Dyspnea scores had increased significantly in the IG, and it was not expected. This finding can be explained by the disease progression, or the fact of the relaxation technique includes deep breathing training, and it may change the patient's perception of this symptom. The prevalence and intensity of dyspnea in this study were lower than in previous research. This finding may be further investigated in future studies.

This psychoeducational intervention did not improve QoL significantly, which may be a result of the scope of the intervention, which was designed primarily to minimize symptoms and perhaps impact QoL, as a secondary outcome. Unfortunately, the intervention only improved appetite which was not enough to impact QoL.

In addition, diverse patient characteristics, including various types of cancer and different symptom manifestations found in this study, may have played a role in the findings. Future research examining psychoeducational interventions for managing symptoms may focus on a specific type of cancer, one symptom cluster, and must also consider the intensity of symptoms when establishing inclusion criteria.

Limitations and implication for practice

This RCT has limitations, which are going to be pointed out. The relatively small sample size and the fact that the study was conducted in a single cancer treatment institution potentially limit the generalizability of the findings. Furthermore, no minimum criteria were established for the occurrence of symptoms, resulting in the inclusion of patients with different clinical manifestations and diverse care needs. This may impact findings since a patient's response to intervention treatments may vary by disease progression or symptom intensity.

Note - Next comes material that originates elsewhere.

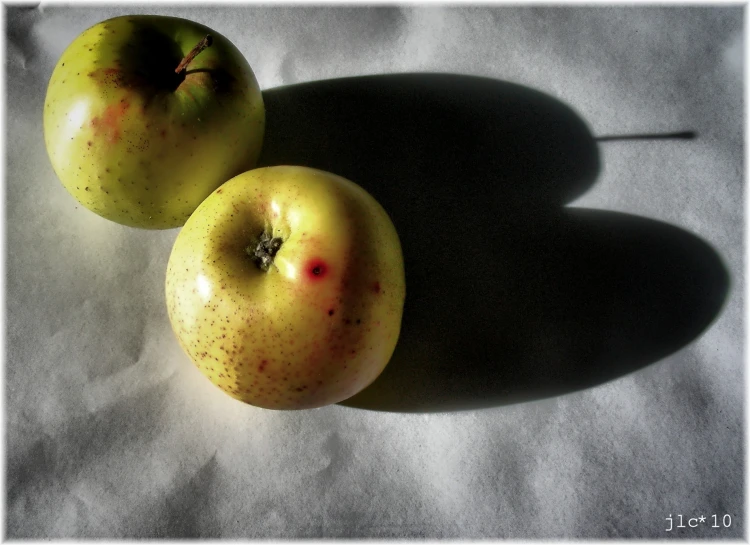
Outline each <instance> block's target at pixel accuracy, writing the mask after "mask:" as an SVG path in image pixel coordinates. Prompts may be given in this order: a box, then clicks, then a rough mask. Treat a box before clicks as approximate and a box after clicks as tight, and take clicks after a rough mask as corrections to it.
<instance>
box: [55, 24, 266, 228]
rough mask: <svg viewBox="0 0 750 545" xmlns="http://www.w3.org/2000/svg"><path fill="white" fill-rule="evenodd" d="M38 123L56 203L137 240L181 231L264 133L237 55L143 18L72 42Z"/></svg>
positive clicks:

Despite the limitations of this study, it had a potential benefit based on the psychoeducational nursing intervention which affected positively appetite issues make that intervention applicable to other contexts faced for cancer patients. The application of this intervention in future research may contribute to refine this kind of intervention and perhaps contribute to improving symptom management and QoL of these patients.

Conclusions

The psychoeducational intervention focused on education about symptom management and relaxation techniques significantly reduced appetite loss in cancer patients undergoing chemotherapy and radiation therapy. Despite no effects observed in global QoL or functionality, the intervention yielded a tendency to improve insomnia, and this outcome should be investigated in future studies.

Financial support and sponsorship

This study was financially supported by the São Paulo Research Foundation (FAPESP) (Grant No. 2015/10308-8).

Conflicts of interest

There are no conflicts of interest.

Acknowledgments

We would like to thank patients from ICESP who participate in this study for sharing their experiences.